Per ora, finora, attualmente, l’Olimpia Milano del Mio Pastore, del GM Christos Stavropoulos, del Presidente Pantaleo Dell’Orco, del Patron Giorgio Armani è la squadra più forte d’Europa. Mettete pure tutte le postille che volete ma ad oggi non c’è proprio gara. Ha vinto tre scontri diretti contro le tre “finalfouriste” dell’anno scorso (al Forum, ok), sbaragliando il Cska, l’Efes (che giocavano in 8 con gli arbitri) e shakerando a lungo il Barcellona; ha schiaffeggiato la Stella Rossa e il Fenerbahce (a domicilio); ha rimontato gare che sembrano perse. Ovvero: sa vincere in ogni situazione. Ah, li cito tutti perché l’unione di intenti di questa società è spaventosa: zero chiacchiere, tanta sostanza.
Contro il Fener del buon Djordjevic (vendetta, tremenda vendetta) per 14′ si è vista una pallacanestro paradisiaca. Una difesa che per 9′ non lascia un canestro dal campo agli avversari e manco mezzo tiro facile. L’attacco è solo la conseguenza di una difesa che ti lascia davvero tranquillo e sereno: non so se Melli e Hines siano la miglior coppia dell’Eurolega ma ci assomigliano parecchio (Tavares-Poirier permettendo) e i due si divertono a stoppare chiunque cerchi di schiacciare nel nostro canestro; e sul perimetro sono proprio pochi quelli che scappano nell’uno contro uno (Henry e De Colo si sono schiantati come quanto rientro a casa dopo una dozzina di VodkaRedBull). Contro il Fener è tutto perfezione: una prova di forza, uno statement verso tutti gli altri, un’iniezione di confidenza totale.

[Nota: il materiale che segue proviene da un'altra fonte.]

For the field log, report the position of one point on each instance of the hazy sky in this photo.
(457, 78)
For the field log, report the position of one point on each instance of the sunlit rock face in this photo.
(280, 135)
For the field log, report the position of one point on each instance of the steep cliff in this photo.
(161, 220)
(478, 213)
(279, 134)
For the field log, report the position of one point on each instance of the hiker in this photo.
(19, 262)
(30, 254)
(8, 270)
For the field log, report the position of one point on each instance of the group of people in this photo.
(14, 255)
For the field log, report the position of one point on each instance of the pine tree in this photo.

E siamo solo a novembre. E si vedono comunque dei margini di miglioramento in attacco dove si è ancora in contumacia del Generale Delaney. I buoni segnali arrivano da chi è elemento di rotazione: Tarczewski resta il primo della storia per rapport minuti giocati-falli fatti ma se entra in campo con questo grado di attenzione e di aggressività – con quel fisico benedetto da Dio e quella fidanzata – diventa necessariamente un fattore; Grant resta una roulette al tiro ma acquista punti fedeltà con difese consistenti.


A differenza delle altre puntate stavolta sono d’accordo con il Guazz: in questo momento siamo la squadra più forte d’Europa: non si battono per caso squadre come Cska Efes Barcellona seppur tutte in casa non si stravince per caso umiliando il Fener in casa propria non si vince in casa per caso comodamente contro Stella Rossa e Maccabi e non è mai facile vincere a Vitoria e noi l’abbiamo fatto passeggiando. Abbiamo vinto con una buona dose di fortuna solo con l’Asvel sempre in casa e perso contro il Bayern. Ora il difficile sarà quello di riuscire nell’impresa di arrivare in questa forma e condizione quando si deciderà la stagione sia europea sia italiana e qua starà allo staff di Messina riuscirci.
L’impressione è che non si sia semplicemente in ottima forma o migliorati in modo generico, ma che ci si sia evoluti come i Pokémon, proprio un altro livello di mentalità e consapevolezza.
Manca solo mantenere questo stato di forma gli uomini ci sono adesso tocca a Messina lo scudetto
Questi risultati straordinari, acquistano ancora più valore, se pensiamo che, abbiamo dovuto fare a meno del play titolare ( infortunato, nel suo momento migliore ) e, della guardia titolare ( Daniels ).
Titolo corretto e condivisibile, ora con le spagnole siamo i più forti, si giocassero domani le F4 avremmo ottime chance di vincere.
Temo che la strategia sia quella di mettere più fieno possibile in cascina adesso con le grandi ancora non al top, portare a casa il PO europeo al più presto e sventolarlo come un trofeo in sede di rinnovo. Abbiamo visto che giocando al massimo non abbiamo nulla da temere da nessuno, ma non so se sarà possibile tenere questo passo da ottobre a maggio, questo è il mio interrogativo della stagione, se si giù il cappello a vita.